It seems unlikely that religion first arose to address any of these problems. Important though they are, all are social functions. Thus the moral function of religion emerged in the more complex societies following the Agricultural Revolution. When religion first evolved, it likely emerged because of the Darwinian advantages to individuals.

So how did early religions help our ancestors to cheat death or raise more offspring? As to survival: religious practices can reduce stress thereby improving health and helping people live longer healthier lives (2). What about reproductive success? Successful modern religions promote family life and encourage fertility. Whether they would have had the same consequences in the remote past is less clear.

More religious people do produce larger families. In part, that is because they stick with practices that less religious people have abandoned. They are more likely to get married, for example, and women are more likely to be full time homemakers. Conservative religious people are less likely to use effective modern birth control methods.

The tone of most religions is, and always has been, pro-family and pro-childbearing because the reproductive success of members translates into the success of the religion by swelling congregations. Conversely, religions that reject sexuality and reduce fertility, such as the Shakers, steadily lose members and die out – a clear case of natural selection at work.

Whether religion affected fertility amongst hunter-gatherers is difficult to say. Indigenous people are generally not religious zealots but none are completely lacking in religiosity either. Indeed, religious rituals are inseparable from other aspects of their daily lives. So it is virtually impossible to know whether religious practices have any impact on fertility independently of other aspects of the forager lifestyle. The case for fertility enhancement by religion is thus far weaker for ancestral humans than it is for modern people.

Fertility enhancement is not a compelling explanation for the emergence of religion amongst our forager ancestors. So what about the alternative view that religion evolved because it helped our ancestors to deal with psychological stress thus favoring health and longevity?

Religion as Stress Reduction

The stress theory of religion is well illustrated by Malinowski's research on protective rituals performed by Trobriand Islanders before going fishing. These rituals were performed only before venturing into rough waters outside the reefs, and never before fishing in the calm waters of the lagoon.

Research shows that religious rituals (and secular meditation) reduce physiological arousal that is thought to provide health benefits such as reduced blood pressure. The magnitude of any such health benefit is a matter of ongoing controversy with different studies showing benefits that range from very large to nothing.

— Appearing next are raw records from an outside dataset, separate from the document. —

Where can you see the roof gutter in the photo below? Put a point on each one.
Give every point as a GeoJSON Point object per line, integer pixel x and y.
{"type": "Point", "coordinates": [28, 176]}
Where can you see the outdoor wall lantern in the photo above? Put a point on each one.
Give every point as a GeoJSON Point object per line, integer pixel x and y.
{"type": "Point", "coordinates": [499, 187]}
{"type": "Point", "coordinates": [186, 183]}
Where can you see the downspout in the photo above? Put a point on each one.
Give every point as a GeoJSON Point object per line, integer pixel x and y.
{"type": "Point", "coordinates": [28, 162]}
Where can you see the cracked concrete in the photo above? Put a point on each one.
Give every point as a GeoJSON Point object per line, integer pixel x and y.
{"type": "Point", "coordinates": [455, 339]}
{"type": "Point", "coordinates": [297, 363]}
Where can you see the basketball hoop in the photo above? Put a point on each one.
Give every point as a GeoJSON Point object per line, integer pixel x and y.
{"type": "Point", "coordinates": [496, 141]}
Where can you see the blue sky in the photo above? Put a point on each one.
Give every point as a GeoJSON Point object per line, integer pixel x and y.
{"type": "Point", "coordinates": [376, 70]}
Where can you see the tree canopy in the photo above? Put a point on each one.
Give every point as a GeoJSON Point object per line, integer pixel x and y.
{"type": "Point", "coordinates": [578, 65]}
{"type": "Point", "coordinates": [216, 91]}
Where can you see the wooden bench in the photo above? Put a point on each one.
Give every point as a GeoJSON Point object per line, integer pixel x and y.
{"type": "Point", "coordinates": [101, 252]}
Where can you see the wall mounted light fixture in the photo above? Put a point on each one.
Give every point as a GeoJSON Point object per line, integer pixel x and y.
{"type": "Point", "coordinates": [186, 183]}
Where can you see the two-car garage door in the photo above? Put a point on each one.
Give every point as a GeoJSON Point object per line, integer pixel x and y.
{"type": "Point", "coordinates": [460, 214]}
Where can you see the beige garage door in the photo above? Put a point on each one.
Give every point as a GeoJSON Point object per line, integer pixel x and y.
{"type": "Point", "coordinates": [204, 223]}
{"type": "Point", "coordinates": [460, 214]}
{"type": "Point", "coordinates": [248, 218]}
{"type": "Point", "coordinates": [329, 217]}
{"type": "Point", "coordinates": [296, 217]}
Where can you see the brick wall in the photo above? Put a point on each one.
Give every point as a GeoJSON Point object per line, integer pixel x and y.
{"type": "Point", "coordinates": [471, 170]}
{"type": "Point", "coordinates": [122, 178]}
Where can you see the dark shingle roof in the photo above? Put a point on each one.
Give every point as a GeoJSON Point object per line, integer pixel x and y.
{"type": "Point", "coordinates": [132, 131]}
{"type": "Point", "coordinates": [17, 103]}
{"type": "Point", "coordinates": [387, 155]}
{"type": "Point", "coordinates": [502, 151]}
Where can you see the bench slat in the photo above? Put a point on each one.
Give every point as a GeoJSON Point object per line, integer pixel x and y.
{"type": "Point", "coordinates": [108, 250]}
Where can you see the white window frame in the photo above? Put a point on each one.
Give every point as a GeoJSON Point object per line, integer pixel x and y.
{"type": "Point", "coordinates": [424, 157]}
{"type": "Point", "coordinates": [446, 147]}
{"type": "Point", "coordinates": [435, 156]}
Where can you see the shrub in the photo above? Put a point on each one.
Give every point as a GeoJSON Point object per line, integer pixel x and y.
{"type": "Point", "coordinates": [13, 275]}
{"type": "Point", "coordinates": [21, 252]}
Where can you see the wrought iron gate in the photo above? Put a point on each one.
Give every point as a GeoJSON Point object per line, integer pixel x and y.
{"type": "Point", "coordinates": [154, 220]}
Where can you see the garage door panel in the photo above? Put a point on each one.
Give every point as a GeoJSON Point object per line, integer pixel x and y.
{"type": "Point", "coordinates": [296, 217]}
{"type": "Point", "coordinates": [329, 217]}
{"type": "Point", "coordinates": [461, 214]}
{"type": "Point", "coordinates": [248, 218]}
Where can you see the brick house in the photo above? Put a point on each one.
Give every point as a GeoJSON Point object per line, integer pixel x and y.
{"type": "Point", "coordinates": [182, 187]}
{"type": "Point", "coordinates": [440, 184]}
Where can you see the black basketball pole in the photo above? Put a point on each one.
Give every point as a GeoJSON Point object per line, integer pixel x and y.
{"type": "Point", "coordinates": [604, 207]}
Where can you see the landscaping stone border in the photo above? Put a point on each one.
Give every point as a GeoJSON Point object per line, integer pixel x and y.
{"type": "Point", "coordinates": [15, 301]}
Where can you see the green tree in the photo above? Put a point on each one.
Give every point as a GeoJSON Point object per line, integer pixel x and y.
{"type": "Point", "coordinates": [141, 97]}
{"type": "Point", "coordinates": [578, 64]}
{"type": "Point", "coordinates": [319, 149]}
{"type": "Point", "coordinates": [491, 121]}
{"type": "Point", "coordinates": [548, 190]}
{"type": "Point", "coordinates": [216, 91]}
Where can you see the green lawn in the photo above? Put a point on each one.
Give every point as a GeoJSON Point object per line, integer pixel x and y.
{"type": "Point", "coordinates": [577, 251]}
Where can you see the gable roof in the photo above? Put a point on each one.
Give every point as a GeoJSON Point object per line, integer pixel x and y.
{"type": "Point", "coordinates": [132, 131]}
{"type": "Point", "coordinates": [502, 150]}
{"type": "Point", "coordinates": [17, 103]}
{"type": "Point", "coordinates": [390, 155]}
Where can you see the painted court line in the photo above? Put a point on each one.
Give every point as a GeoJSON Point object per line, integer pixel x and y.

Even if the health benefits are negligible, religious rituals can be maintained if they help people to feel better about their lives. By analogy, people who feel badly about their lives often purchase a lottery ticket to improve their mood. Objectively, this seems like a waste of money but it works well enough at at an emotional level that playing the lottery is actually addictive.

Not all rituals are calming, either, and some involve pain or self-denial. Religious services may frighten children with the threat of hellfire in an afterlife, presumably in an effort to induce moral behavior. In societies that practice witchcraft, there is a constant fear of malicious spells but such problems may reflect conflict amongst clans. Such supernatural conflict may be less costly than physical aggression.

On balance, it seems reasonable to assume that religious rituals and associated beliefs helped people to confront the ever-present anxieties of living in a dangerous and uncertain world, making for greater equanimity in the face of misfortunes, and improved health. This is the only function of religion that can account for its emergence amongst our foraging ancestors.